ABD’nin DEAŞ bahanesi bitmiyor

Suriye’de büyük bir değişim yaşandı. Ancak ülkenin kuzeydoğusu hâlâ PKK/YPG terör örgütünün kontrolünde. YPG’nin kurduğu ve Suriye Demokratik Güçleri (SDG) adı verilen yapı faaliyetlerine devam ediyor. ABD ise SDG’ye hem finansal hem de silah ve mühimmat desteği sağlamayı sürdürüyor. Desteğin resmî gerekçesi, DEAŞ ile mücadele.

ABD’nin yeni DEAŞ bahanesine geçmeden önce mevcut durumu kısaca özetleyelim. Şu an itibarıyla YPG’nin kontrol ettiği bölgelerde yüzlerce DEAŞ üyesi hapishanelerde tutuklu durumda. Buna ek olarak DEAŞ’lıların binlerce aile ve çocuklarının bulunduğu El-Hol Kampı var. Ayrıca DEAŞ’ın üst düzey yöneticilerinin ailelerinin bulunduğu Roj Kampı da bu bölgede yer alıyor.

Ne DEAŞ mahkûmlarına ne de DEAŞ’lıların ailelerine yönelik herhangi bir yasal süreç işletiliyor. Kamplarda ve hapishanelerde en çok Suriye uyruklular bulunuyor. Suriyelilerden sonra ise en büyük grubu Irak vatandaşları oluşturuyor. Zaman zaman Iraklılar, Irak Devleti tarafından ülkelerine geri transfer ediliyor.

Suriyeli ve Iraklıların yanında, daha az sayıda olmakla birlikte başka ülkelerin vatandaşları da bu hapishanelerde ve kamplarda bulunuyor. Bazı ülkeler, YPG ile irtibata geçerek vatandaşlarını geri alırken çoğu ülke, özellikle Batılı devletler, vatandaşlarını geri almayı reddediyor. Kamplarda ve hapishanelerde bulunan Türk vatandaşları ise PKK/YPG denklemi nedeniyle hâlâ bu bölgelerde tutuluyor.

YPG’nin bu hapishaneler ve kamplar üzerindeki kontrolünün ne kadar zayıf olduğunu anlamak için bir örnek yeterli bence: DEAŞ tarafından Sincar Dağı’nda kaçırılan Ezidi bir kadın, El-Hol Kampı’nda dört yıl boyunca ‘köle’ olarak yaşadıktan sonra YPG’nin düzenlediği bir operasyonda kurtarıldı.

Bu olay, YPG’nin, kamplarda kimlerin bulunduğunu dahi bilmediğini açıkça ortaya koyuyor. Suçlu-suçsuz ayrımı yapılmaksızın insanlar bu kamplarda hapsedilmiş durumda. Örgüt ise şimdi Suriye vatandaşlarını serbest bırakmak için bir girişimde bulundu.

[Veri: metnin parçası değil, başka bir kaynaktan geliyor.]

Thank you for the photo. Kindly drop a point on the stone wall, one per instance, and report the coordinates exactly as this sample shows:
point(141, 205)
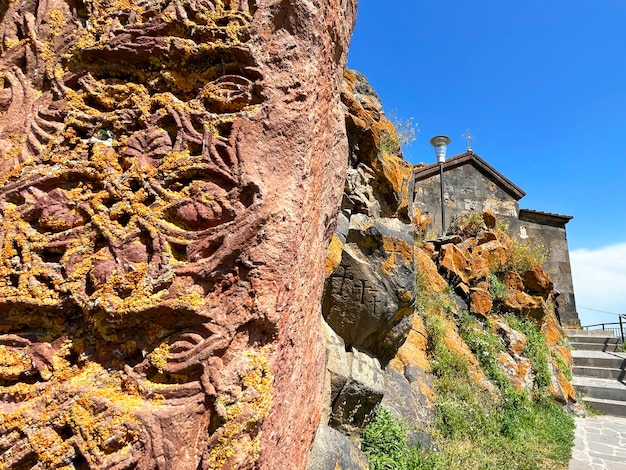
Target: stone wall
point(471, 184)
point(549, 230)
point(466, 188)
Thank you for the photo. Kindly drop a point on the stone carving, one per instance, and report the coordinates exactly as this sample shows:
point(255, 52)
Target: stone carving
point(123, 212)
point(131, 330)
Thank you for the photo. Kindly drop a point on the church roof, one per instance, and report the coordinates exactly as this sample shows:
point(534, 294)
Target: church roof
point(545, 218)
point(470, 158)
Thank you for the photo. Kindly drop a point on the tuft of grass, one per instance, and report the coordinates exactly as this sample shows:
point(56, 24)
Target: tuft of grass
point(525, 255)
point(536, 349)
point(476, 429)
point(497, 288)
point(386, 445)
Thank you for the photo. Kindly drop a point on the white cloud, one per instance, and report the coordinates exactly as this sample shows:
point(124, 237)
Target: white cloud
point(599, 282)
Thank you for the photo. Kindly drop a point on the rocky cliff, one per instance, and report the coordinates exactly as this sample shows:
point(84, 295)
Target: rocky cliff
point(395, 301)
point(172, 295)
point(169, 172)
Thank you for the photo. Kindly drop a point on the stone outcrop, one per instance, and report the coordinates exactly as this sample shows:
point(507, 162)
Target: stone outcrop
point(170, 172)
point(384, 281)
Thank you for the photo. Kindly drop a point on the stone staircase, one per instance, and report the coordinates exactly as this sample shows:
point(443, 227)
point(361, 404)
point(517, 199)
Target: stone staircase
point(599, 370)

ABD’nin yeni bahanesi: Bize gerçekçi bir yol haritası sunulmuyor

 

Trump yönetimi Suriye’den çekilmek istiyor. Buna karşılık, Suriye’de kalmayı ve YPG’ye desteği sürdürmeyi amaçlayan CENTCOM (ABD Merkez Kuvvetler Komutanlığı) ekibi, bu planı engellemenin yollarını arıyor.

Trump’ı Suriye’den çekilmekten vazgeçirmek için hapishane ve kamplardaki durum öne sürülüyor. CENTCOM, bu mahkûmların ve ailelerin serbest kalmasının ciddi bir güvenlik riski oluşturacağını ve Trump’ın imajını zedeleyeceğini savunuyor.

Ankara ve Şam ise DEAŞ mahkûmlarını ve ailelerini devralmaya hazır olduklarını açıkça dile getiriyor. Bu durum hem kamuoyuna açık şekilde hem de kapalı toplantılarda gündeme getiriliyor. Sonuçta bu mahkûmlar ve aileler, yalnızca ABD için değil, Türkiye ve Suriye için de bir güvenlik tehdidi oluşturuyor.

Buna rağmen CENTCOM, farklı bir anlatı geliştirmiş durumda. Onlara göre bu öneriler gerçekçi ve ikna edici değil. CENTCOM, YPG’nin DEAŞ mahkûmlarını ve ailelerini muhafaza edebileceğini ancak NATO’nun ikinci en büyük ordusunun ve yeni Suriye yönetiminin bunu başaramayacağını savunuyor.